Lastly, I studied with two classmates that I studied with during my 2nd semester of school via Google Hangouts. We all lived in different cities so doing it online was the best way and also allowed us to have all our notes with us without having to haul them to the library. I've talked about Google Hangouts before  and how I used them successfully to raise my grades and I'm a huge advocate for it.

We quizzed each other using our notes, quiz sets from Laboratory Review Books and, where you can play a free quiz game. Keep in mind LabCE is an American site so some of the questions are a little off but generally it's a pretty good tool.
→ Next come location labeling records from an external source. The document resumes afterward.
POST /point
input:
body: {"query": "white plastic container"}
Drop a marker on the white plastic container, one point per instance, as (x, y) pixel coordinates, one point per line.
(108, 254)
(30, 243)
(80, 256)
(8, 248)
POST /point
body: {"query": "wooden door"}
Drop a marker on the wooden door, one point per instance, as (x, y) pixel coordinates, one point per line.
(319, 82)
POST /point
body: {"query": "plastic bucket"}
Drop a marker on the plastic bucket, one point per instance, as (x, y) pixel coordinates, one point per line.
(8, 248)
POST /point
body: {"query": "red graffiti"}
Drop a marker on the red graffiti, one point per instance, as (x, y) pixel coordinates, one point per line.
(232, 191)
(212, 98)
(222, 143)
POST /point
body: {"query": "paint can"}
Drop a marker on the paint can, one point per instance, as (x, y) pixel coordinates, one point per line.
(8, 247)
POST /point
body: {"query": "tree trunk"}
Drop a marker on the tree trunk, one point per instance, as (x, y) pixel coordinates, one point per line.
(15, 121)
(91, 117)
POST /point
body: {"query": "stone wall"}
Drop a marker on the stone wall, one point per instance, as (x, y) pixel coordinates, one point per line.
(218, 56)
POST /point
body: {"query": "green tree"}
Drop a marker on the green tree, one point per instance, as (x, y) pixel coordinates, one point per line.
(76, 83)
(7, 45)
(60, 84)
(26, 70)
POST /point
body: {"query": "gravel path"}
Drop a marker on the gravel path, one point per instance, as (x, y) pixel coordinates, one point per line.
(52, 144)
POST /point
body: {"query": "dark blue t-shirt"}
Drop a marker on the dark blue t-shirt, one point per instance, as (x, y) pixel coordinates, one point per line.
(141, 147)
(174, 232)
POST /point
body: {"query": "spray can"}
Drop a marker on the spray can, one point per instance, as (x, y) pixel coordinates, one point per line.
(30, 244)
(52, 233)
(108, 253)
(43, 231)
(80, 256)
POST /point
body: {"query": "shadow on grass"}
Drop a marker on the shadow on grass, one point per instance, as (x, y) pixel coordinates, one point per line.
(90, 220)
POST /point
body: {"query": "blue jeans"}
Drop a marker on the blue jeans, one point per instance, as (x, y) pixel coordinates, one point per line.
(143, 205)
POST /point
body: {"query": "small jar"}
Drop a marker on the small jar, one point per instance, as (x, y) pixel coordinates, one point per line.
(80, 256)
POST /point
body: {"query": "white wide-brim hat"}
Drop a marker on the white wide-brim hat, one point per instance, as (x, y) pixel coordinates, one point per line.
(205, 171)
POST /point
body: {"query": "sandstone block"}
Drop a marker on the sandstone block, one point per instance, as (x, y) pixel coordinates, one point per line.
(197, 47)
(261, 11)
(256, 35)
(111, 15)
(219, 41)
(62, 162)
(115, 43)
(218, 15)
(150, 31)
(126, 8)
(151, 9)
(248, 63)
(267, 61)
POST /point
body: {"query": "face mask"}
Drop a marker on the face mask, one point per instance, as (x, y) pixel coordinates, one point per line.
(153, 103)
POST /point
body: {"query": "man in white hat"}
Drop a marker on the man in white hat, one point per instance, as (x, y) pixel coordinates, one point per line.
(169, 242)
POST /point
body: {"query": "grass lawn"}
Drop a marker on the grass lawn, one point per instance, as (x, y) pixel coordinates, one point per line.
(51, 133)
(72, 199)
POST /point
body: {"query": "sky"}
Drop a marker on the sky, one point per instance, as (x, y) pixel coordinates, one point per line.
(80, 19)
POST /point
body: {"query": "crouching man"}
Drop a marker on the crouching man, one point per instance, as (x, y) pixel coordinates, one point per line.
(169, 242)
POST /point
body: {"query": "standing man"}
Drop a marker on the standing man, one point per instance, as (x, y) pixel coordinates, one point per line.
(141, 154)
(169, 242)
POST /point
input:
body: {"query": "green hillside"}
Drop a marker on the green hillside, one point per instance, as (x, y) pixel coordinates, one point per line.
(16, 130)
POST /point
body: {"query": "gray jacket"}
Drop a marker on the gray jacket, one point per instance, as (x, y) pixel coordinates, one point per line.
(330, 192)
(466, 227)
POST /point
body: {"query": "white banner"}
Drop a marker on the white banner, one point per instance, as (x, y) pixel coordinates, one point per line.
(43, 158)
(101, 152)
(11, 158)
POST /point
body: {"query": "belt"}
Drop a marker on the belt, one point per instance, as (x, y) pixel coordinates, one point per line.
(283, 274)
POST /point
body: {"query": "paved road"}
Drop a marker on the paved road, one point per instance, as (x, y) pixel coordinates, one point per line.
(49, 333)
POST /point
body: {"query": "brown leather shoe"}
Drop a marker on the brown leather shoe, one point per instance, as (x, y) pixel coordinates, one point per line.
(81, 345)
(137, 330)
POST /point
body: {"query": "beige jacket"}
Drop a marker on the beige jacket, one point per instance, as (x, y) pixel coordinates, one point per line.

It has been shown in many studies that quizzing helps you to retain information better than you would without quizzing. It's helping you to apply the knowledge you've learned and actually think about what you've read rather than just reciting it back. Another benefit to studying with others is they might have a stronger grasp on a concept than you and vice versa. You can help each other out and think of things in different ways which is only going to help you in the end!

At the end of all the studying when I got to the exam I felt very prepared and actually felt like I had *over-studied* some things. I was expecting questions on a few things that I didn't see but there was the occasional surprise as well! The one thing to keep in mind is that if you've made it through your entire program and through clinical you are almost all the way there of being prepared.  You know more than you think you know and with proper studying and time management you can pass the exam too!

Congrats to those who passed and good luck to those writing!